No functional change in this patch. Also correct a comment about the
functionality of the revalidation and fix a double space issues.
Reviewed-by: Wei Yang <richard.weiyang@gmail.com>
Reviewed-by: Lance Yang <lance.yang@linux.dev>
Reviewed-by: Baolin Wang <baolin.wang@linux.alibaba.com>
Reviewed-by: Lorenzo Stoakes <ljs@kernel.org>
Reviewed-by: Zi Yan <ziy@nvidia.com>
Acked-by: Usama Arif <usama.arif@linux.dev>
Acked-by: David Hildenbrand (Arm) <david@kernel.org>
Co-developed-by: Dev Jain <dev.jain@arm.com>
Signed-off-by: Dev Jain <dev.jain@arm.com>
Signed-off-by: Nico Pache <npache@redhat.com>
---
mm/khugepaged.c | 26 ++++++++++++++++++--------
1 file changed, 18 insertions(+), 8 deletions(-)
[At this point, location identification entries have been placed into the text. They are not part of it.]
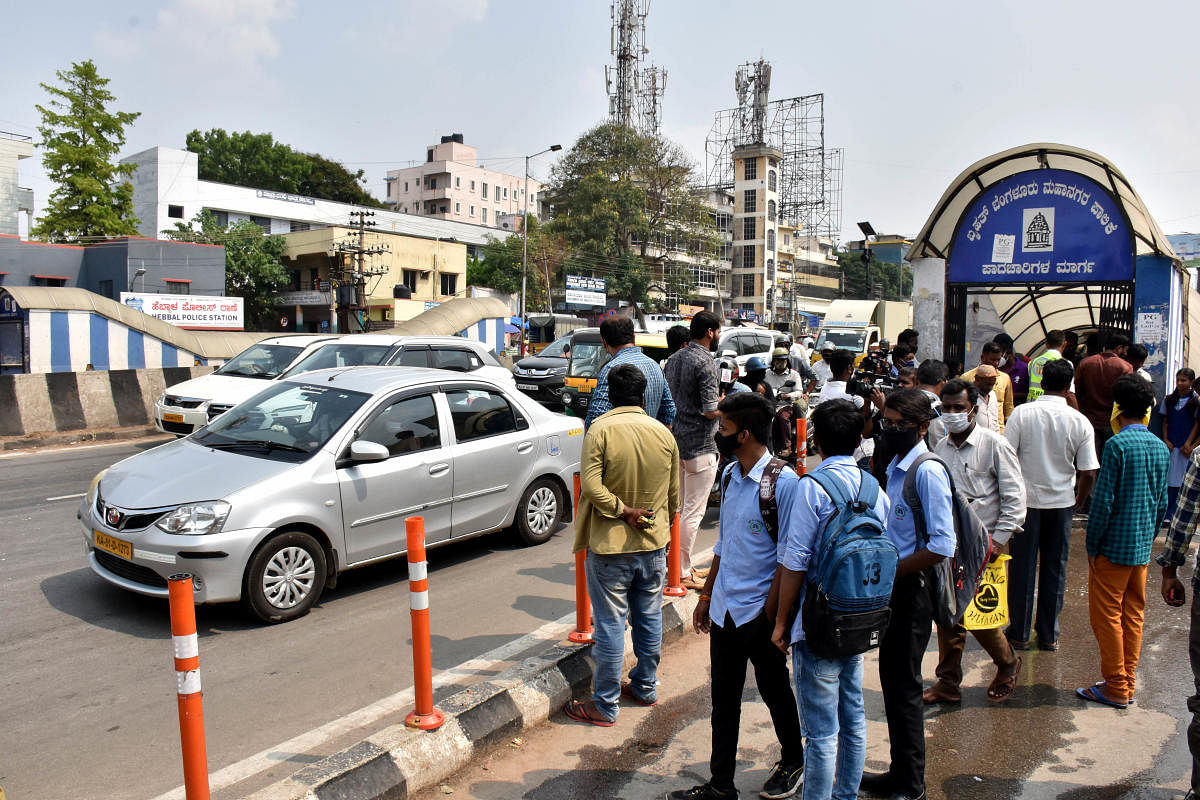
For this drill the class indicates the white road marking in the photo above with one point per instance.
(401, 701)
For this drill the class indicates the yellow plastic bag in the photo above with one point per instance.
(989, 607)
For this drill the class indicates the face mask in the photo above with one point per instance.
(726, 445)
(900, 441)
(957, 421)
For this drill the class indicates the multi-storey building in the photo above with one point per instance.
(451, 185)
(755, 232)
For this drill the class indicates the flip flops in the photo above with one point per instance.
(1093, 695)
(586, 711)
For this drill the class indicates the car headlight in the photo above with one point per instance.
(196, 518)
(94, 487)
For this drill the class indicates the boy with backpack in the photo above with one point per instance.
(834, 546)
(905, 423)
(737, 605)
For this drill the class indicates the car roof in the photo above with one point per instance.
(375, 379)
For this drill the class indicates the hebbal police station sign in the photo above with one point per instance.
(1043, 226)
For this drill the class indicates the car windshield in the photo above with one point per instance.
(843, 338)
(341, 354)
(261, 361)
(285, 422)
(587, 358)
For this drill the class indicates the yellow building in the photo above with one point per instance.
(397, 272)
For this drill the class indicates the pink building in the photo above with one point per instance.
(451, 185)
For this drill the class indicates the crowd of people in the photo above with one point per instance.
(911, 453)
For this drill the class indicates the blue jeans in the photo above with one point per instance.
(625, 585)
(1047, 536)
(829, 695)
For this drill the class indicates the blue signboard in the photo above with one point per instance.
(1044, 226)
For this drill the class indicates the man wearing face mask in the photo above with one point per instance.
(984, 467)
(906, 415)
(738, 602)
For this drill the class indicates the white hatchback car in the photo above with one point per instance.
(317, 473)
(191, 404)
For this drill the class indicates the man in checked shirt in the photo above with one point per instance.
(1179, 540)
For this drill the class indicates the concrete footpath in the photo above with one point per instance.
(1044, 743)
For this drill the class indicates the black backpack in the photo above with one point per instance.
(955, 579)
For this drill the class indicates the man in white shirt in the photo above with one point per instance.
(989, 414)
(985, 469)
(1055, 445)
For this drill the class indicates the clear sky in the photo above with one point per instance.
(915, 91)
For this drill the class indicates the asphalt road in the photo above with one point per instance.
(88, 686)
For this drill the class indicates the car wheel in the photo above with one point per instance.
(285, 577)
(540, 511)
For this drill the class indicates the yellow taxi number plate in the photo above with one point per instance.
(113, 545)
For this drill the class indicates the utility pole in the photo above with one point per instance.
(349, 287)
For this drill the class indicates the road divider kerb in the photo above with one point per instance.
(399, 762)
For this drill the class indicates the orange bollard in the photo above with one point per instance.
(187, 679)
(802, 445)
(673, 588)
(582, 632)
(426, 717)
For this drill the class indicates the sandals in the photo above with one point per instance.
(1002, 686)
(627, 690)
(1093, 695)
(935, 695)
(586, 711)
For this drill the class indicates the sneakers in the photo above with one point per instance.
(783, 781)
(702, 792)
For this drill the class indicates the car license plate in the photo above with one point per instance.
(113, 545)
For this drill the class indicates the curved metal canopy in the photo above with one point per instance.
(937, 235)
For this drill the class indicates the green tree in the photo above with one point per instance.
(894, 278)
(81, 139)
(258, 161)
(253, 268)
(624, 206)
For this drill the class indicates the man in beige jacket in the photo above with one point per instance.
(629, 493)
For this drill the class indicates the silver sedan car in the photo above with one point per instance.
(317, 473)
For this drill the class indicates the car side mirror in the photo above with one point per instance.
(364, 451)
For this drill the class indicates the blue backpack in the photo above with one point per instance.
(846, 596)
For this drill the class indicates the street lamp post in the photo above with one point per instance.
(525, 242)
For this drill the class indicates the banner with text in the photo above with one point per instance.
(583, 290)
(1044, 226)
(199, 313)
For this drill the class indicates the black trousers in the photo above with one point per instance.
(900, 655)
(730, 649)
(1194, 701)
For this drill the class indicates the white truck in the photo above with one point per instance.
(857, 325)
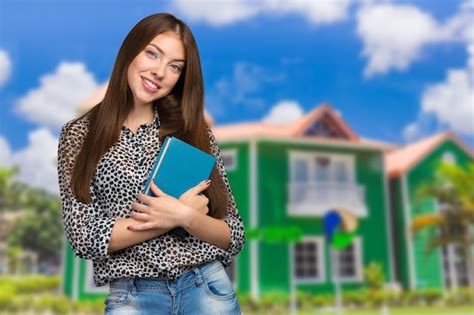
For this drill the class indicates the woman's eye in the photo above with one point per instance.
(152, 53)
(176, 67)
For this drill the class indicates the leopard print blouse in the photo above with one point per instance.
(120, 176)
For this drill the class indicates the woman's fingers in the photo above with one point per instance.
(141, 227)
(157, 191)
(140, 216)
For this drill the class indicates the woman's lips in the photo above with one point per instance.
(150, 86)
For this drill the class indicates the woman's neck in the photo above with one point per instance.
(140, 114)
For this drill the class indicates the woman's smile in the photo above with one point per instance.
(150, 86)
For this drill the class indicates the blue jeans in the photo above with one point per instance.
(204, 289)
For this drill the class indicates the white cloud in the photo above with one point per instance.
(5, 67)
(54, 102)
(224, 12)
(395, 35)
(317, 12)
(36, 162)
(5, 153)
(240, 89)
(284, 112)
(450, 103)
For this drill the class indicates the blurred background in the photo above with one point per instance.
(366, 106)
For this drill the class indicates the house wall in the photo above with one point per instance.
(273, 172)
(428, 268)
(239, 180)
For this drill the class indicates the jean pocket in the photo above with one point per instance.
(218, 285)
(117, 298)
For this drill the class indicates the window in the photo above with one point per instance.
(448, 157)
(229, 157)
(350, 262)
(321, 168)
(308, 260)
(300, 172)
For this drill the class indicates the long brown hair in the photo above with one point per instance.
(181, 112)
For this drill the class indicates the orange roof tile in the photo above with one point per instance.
(400, 161)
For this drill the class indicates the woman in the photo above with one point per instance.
(104, 159)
diff --git a/mm/khugepaged.c b/mm/khugepaged.c
index a4b97ec8ce56..b3910042bbf7 100644
--- a/mm/khugepaged.c
+++ b/mm/khugepaged.c
@@ -905,12 +905,13 @@ static int collapse_find_target_node(struct collapse_control *cc)
/*
* If mmap_lock temporarily dropped, revalidate vma
- * before taking mmap_lock.
+ * after taking the mmap_lock again.
* Returns enum scan_result value.
*/
static enum scan_result hugepage_vma_revalidate(struct mm_struct *mm, unsigned long address,
- bool expect_anon, struct vm_area_struct **vmap, struct collapse_control *cc)
+ bool expect_anon, struct vm_area_struct **vmap,
+ struct collapse_control *cc, unsigned int order)
{
struct vm_area_struct *vma;
enum tva_type type = cc->is_khugepaged ? TVA_KHUGEPAGED :
@@ -923,15 +924,22 @@ static enum scan_result hugepage_vma_revalidate(struct mm_struct *mm, unsigned l
if (!vma)
return SCAN_VMA_NULL;
+ /*
+ * We cannot collapse VMA regions that do not span the full PMD. This is
+ * due to the potential of the PMD being shared by another VMA leaving
+ * us vulnerable to a race condition. Always check the PMD order here to
+ * ensure its not shared by another VMA. We'd need to lock all VMAs in
+ * the PMD range to support this.
+ */
if (!thp_vma_suitable_order(vma, address, PMD_ORDER))
return SCAN_ADDRESS_RANGE;
- if (!thp_vma_allowable_order(vma, vma->vm_flags, type, PMD_ORDER))
+ if (!thp_vma_allowable_orders(vma, vma->vm_flags, type, BIT(order)))
return SCAN_VMA_CHECK;
/*
* Anon VMA expected, the address may be unmapped then
* remapped to file after khugepaged reaquired the mmap_lock.
*
- * thp_vma_allowable_order may return true for qualified file
+ * thp_vma_allowable_orders may return true for qualified file
* vmas.
*/
if (expect_anon && (!(*vmap)->anon_vma || !vma_is_anonymous(*vmap)))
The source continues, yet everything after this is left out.